自民党が国政選挙で消費税減税を公約するのは初めてだ。昨年7月の参院選で公約化を見送ったのは政権与党として最低限の矜恃(きょうじ)ではなかったのか。
減税すべきでないのは消費税が国と地方の負担する年金、医療、介護、子ども・子育て支援など社会保障の安定財源だからだ。税収はほぼ個人消費に比例し、企業業績に連動する法人税に比べ景気変動の影響を受けにくい。全世代で社会保障を支える意義もある。
消費税収は所得税や法人税を上回る基幹税の中核だ。もし8%の軽減税率をゼロにすれば地方分も合わせ税収は年5兆円ほど減る。
消費税は大平正芳内閣の一般消費税、中曽根康弘内閣の売上税の相次ぐ挫折を経て、竹下登内閣の1989年に実現した。安倍晋三元首相が2度の延期と引き上げで達成した財源を手放すのが高市首相の「私自身の悲願」なのか。
約50人の経済学者を対象に昨年5月に実施した「エコノミクスパネル」でも消費税減税は「不適切」との回答が85%にのぼる。首相は日本維新の会との連立合意書に基づいて「2年間限定」というが、一度下げた税率を本当に元に戻せるかは疑わしい。
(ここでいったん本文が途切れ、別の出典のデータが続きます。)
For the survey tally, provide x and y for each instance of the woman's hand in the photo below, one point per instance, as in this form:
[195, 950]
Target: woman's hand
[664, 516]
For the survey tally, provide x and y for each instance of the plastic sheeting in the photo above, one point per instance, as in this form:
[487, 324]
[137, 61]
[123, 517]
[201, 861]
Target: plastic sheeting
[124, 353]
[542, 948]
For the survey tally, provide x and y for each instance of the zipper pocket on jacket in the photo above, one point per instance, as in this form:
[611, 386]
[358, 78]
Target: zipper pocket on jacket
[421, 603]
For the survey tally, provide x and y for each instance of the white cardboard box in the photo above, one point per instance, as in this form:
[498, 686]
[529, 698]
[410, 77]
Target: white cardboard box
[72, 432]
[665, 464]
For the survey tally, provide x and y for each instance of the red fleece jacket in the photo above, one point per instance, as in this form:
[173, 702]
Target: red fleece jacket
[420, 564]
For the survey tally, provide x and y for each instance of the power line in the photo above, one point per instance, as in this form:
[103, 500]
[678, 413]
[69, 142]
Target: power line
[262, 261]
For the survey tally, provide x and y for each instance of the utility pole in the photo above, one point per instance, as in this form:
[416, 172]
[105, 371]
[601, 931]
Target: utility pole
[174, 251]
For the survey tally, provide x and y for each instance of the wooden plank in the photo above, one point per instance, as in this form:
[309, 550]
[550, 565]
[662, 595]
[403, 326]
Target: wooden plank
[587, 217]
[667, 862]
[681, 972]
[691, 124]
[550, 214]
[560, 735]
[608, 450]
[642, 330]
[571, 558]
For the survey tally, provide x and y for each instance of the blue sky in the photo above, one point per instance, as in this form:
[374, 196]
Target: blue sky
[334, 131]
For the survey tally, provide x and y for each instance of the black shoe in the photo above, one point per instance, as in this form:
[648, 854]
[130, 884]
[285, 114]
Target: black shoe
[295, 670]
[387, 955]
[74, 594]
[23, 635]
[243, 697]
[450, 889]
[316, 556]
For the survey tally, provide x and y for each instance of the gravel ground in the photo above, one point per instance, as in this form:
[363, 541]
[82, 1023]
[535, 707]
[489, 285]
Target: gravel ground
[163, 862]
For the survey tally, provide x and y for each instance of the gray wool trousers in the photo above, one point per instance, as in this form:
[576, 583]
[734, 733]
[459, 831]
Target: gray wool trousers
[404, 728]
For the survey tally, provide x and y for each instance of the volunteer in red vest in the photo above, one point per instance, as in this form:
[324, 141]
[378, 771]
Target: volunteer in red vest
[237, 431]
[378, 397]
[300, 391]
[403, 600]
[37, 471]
立憲民主党と公明党がつくった新党、中道改革連合が公約する「恒久的にゼロ」も安定財源の確保は不透明だ。
消費税には所得が低いほど税負担を重く感じる逆進性があるが、与野党の消費税減税案は富裕層にまで恩恵が及び非効率だ。低所得層に絞った給付付き税額控除の実現を急ぐのが筋ではないのか。
財政悪化への懸念から市場では円安と長期金利上昇が加速している。供給制約下の需要追加、円安による輸入価格上昇の両面から物価高対策としても疑問が多い。「即効性が乏しい」という首相の過去の発言とも矛盾する。
日本経済はインフレで名目国内総生産(GDP)の伸びに比べ金利の引き上げが遅れる「財政のボーナス期」にあるが、選挙のたびに財政規律が緩むようでは困る。与野党は衆院選で財政健全化の目標と道筋も明示すべきだ。